Already, public resistance to nonhuman primate research is prompting researchers to tread carefully. Increasing interest in marmoset research is “concerning to us,” says Kathleen Conlee, vice president of animal research issues at the Humane Society of the United States here. It’s especially problematic, she says, to genetically design animals that will become ill.

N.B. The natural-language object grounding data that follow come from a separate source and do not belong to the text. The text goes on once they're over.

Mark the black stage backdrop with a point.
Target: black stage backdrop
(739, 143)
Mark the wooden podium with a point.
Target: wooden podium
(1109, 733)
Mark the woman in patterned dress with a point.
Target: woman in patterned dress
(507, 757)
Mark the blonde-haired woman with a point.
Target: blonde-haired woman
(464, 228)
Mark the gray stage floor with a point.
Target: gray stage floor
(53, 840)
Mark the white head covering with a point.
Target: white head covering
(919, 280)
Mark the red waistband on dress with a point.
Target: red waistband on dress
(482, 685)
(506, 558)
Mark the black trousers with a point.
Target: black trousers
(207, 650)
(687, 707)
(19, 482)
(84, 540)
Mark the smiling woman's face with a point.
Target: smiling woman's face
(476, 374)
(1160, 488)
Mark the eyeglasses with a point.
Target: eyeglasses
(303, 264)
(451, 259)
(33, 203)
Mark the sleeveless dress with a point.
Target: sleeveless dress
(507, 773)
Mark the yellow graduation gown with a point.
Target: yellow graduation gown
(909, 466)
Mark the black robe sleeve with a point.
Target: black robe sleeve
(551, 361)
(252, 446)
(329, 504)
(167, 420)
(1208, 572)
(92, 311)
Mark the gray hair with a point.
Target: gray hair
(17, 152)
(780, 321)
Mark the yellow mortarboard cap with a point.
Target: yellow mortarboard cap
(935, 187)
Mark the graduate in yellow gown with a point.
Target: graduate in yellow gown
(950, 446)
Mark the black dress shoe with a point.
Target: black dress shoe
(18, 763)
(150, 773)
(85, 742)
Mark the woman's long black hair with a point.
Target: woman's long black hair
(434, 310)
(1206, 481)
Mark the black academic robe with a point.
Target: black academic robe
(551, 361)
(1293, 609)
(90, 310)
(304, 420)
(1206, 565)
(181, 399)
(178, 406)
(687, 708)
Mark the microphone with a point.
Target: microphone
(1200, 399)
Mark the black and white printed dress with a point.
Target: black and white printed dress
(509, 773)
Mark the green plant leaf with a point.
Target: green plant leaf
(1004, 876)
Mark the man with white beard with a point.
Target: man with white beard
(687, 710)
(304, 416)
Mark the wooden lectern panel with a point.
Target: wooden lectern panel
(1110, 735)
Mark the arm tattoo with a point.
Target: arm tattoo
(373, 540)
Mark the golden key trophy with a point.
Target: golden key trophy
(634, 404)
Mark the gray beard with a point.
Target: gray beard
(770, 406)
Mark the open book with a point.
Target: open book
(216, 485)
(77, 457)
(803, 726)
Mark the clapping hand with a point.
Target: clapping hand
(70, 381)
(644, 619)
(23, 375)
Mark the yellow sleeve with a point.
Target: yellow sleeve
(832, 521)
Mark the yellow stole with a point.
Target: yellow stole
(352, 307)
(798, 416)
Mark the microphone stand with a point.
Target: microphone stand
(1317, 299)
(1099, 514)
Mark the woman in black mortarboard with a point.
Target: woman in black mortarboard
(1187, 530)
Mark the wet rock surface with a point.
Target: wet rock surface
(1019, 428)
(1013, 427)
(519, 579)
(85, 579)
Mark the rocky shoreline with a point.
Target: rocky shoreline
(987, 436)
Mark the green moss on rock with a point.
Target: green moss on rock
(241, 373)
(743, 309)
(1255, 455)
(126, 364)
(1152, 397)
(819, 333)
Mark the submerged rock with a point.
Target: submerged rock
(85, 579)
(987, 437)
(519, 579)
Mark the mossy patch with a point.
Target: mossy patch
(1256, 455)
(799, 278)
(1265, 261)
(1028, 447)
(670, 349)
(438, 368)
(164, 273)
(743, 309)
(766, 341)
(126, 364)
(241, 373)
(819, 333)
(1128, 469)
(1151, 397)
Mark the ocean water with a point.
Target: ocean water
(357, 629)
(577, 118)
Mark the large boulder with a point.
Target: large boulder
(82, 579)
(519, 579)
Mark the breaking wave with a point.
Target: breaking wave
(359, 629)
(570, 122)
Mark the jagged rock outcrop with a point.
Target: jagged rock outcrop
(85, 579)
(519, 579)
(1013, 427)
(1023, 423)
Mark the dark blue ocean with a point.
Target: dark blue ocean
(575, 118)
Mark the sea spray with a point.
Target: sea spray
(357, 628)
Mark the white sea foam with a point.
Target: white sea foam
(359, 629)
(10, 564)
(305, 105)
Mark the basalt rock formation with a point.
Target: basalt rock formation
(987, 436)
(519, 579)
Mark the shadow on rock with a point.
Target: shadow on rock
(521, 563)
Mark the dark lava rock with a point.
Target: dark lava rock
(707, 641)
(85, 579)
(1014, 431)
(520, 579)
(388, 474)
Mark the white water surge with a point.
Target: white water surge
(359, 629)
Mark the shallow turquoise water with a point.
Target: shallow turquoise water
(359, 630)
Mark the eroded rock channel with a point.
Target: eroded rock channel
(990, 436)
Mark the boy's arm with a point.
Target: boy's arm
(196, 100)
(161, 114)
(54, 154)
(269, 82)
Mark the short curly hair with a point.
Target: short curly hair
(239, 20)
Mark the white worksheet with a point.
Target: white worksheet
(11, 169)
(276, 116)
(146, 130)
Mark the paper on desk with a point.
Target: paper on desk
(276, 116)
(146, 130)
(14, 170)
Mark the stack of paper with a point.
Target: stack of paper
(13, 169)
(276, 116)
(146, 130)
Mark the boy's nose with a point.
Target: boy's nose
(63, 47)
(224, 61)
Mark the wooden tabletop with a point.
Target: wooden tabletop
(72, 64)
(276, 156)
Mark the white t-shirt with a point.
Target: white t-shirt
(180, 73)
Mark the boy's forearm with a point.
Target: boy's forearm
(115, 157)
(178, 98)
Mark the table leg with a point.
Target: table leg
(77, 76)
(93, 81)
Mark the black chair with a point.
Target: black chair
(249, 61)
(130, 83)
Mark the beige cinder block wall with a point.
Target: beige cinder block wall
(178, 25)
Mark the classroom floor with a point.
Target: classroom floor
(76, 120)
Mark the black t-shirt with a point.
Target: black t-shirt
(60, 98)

But scientists see no substitute for primates in some studies. “When it comes to [studying] cognitive processes and other complex behaviors, some things you just need to do in a primate model,” Joshua Gordon, director of NIH’s National Institute of Mental Health in Bethesda, Maryland, said at a 4 October NASEM meeting on genetically engineered nonhuman primates. The study of mental illness requires an understanding of brain structures that don’t exist in rodents, he added. But such research must consider “the degree to which primate experiments are acceptable to the general public,” he said.

Next year, Gordon’s agency plans to announce funding opportunities to support centralized infrastructure for marmoset research. Although details are hazy, the funding might bring in new marmosets, expand or establish breeding colonies, or advance transgenic projects, he said. Its money could come from the federal Brain Research through Advancing Innovative Neurotechnologies Initiative or NIH’s Blueprint for Neuroscience Research.

In the meantime, labs are improvising. Last month, several investigators launched a virtual pool, to which existing marmoset colonies will contribute 10% of their animals per year for new investigators to buy or inherit. It’s a stopgap to keep up momentum in the field, Miller says, “because it’s kind of a once-in-a-career opportunity."